An employee considering taking legal action against a former employer must determine the following:

1. Whether or not he or she is an employee protected from discrimination under the law

Employees include people who actually work for an employer, persons who are former employees who have resigned or been fired and persons who are required to work in order to receive welfare benefits, workfare. Applicants for employment include people who applied for employment, people who were deterred from applying because the employer's discriminatory practices had created an atmosphere in which non-applicants understood it was fruitless to apply for employment, people posing as job applicants to gather evidence of discriminatory practices even if they never intended to accept the job for which they applied,  US citizens employed by most U.S. owned or controlled companies located in foreign countries, lawfully admitted resident aliens.

Employees or applicants for employment do not include volunteers that are unpaid are not employees, non-citizens employed overseas by US employers, and independent contractors.

2. Whether or not the employer is subject to anti-discrimination laws

Unlawful employment practices are prohibited when they are conducted by:

  • Employers that have a minimum of 15 employees on their payroll. The 15 employees does not include independent contractors or partners.
  • Employment agencies that affect employment opportunities.
  • Labor organizations, in which employees participate and which deals with employers grievances, labor disputes, wages, rates of pay, hours or other terms or conditions of employment.
  • Joint labor-management committees controlling job training programs.
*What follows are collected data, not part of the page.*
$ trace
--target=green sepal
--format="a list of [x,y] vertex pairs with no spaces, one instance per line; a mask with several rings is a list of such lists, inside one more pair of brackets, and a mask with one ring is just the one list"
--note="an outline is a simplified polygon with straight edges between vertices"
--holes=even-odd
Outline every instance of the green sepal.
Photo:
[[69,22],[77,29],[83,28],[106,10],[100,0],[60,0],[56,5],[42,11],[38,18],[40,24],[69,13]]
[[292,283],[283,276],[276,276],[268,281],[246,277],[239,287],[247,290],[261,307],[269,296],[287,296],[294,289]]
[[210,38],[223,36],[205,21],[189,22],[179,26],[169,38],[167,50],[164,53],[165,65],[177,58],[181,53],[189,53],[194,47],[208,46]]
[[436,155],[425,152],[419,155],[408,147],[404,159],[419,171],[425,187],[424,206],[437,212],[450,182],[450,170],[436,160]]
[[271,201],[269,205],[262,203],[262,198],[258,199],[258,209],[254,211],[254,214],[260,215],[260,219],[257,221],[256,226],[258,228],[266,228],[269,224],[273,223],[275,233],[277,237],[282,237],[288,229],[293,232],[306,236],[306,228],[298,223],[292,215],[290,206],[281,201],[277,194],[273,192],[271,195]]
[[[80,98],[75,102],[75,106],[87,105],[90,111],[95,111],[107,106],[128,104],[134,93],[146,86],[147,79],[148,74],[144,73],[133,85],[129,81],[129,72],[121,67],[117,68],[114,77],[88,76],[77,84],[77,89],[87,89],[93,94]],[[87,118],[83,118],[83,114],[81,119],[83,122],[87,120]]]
3. Whether or not the employer’s conduct is considered discriminatory.

An employer may be discriminating against you if he or she is: failing or refusing to hire you, failing or refusing to refer you for employment, interfering with you employment opportunities with another employer, firing you, failing or refusing to give you pension benefits, denying you a raise or promotion, especially when raises are the norm for workers who perform satisfactory work, limiting, classifying, or segregating you in any way that deprives you of employment opportunities or otherwise adversely affect your employment or your potential employment status, refusing to select you for or discharging you from any program established to provide apprenticeship or other job training to you, or harassing an employee, creating a hostile work environment, intentionally creating objectively intolerable working conditions or knowingly allowing them to exist. 

An employer may not retaliate against you for complaining that they discriminated against you, or retaliate against you for testifying, or assisting or participating in any manner in any investigation, proceeding or hearing of a discrimination case.

4. Whether or not the reason your employer discriminated against you violated the law.

Employers cannot discriminate against an employee because of race, national origin, gender, religion and because of other characteristics. They also cannot discriminate against you because you associate with people who are of are of a race, national origin, gender, religion that they do not like.  In general employers are not allowed to discriminate against employees or applicants for employment in regards to any of the following characteristics:  Race or Color Discrimination, National Origin Discrimination, Sex and Gender Discrimination, Pregnancy Discrimination, Age Discrimination (if 40 or older), Physical or Mental Disability Discrimination, Religious Discrimination, and Military Status Discrimination.